Papa Francesco e l’altezza dell’umiltà

Papa Francesco, la gente e il rosario al santuario della Vergine Aparecida.

Stando a racconti trasmessi da una generazione all’altra, la Vergine Aparecida (Apparsa), sotto il nome di Immacolata Concezione, divenne la patrona della città di San Paolo in seguito ad un episodio risalente al XVIII secolo, quando alcuni pescatori, gettando le reti nel fiume Paraiba, portarono in superfice una statua decapitata della Vergine Nera. Dopo avere gettato le reti la seconda volta ne recuperarono la testa.

La statua rimase per un po’ di tempo nella casa di uno di quei pescatori e qui la gente del villaggio si riuniva per recitare insieme la preghiera del rosario.

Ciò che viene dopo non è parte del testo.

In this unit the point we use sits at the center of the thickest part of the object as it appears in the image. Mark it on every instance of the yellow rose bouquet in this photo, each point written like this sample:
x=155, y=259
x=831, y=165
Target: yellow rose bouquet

Papa Francesco prima di partire per il Brasile ha pregato a Santa Maria Maggiore ed ora eccolo in preghiera nel più grande santuario del mondo.

Il rosario, preghiera degli umili, preghiera ritmata nel silenzio o nel rumore da mani di uomini e di donne che accarezzano granelli di legno oppure di vetro.

Una devozione diffusa da san Domenico de Guzman (1170-1221), uomo di studio e fondatore dei Domenicani, come risposta all’eresia che nel suo tempo imperversava con cattiveria e faziosità.

Una preghiera che ha accompagnato e accompagna, come un canto lievissimo, la sofferenza, la preoccupazione, la fatica, la morte di tante persone.

Una preghiera spesso posta ai bordi di molti percorsi spirituali perché ritenuta ripetitiva, monotona, superata, vecchia. Forse da rottamare.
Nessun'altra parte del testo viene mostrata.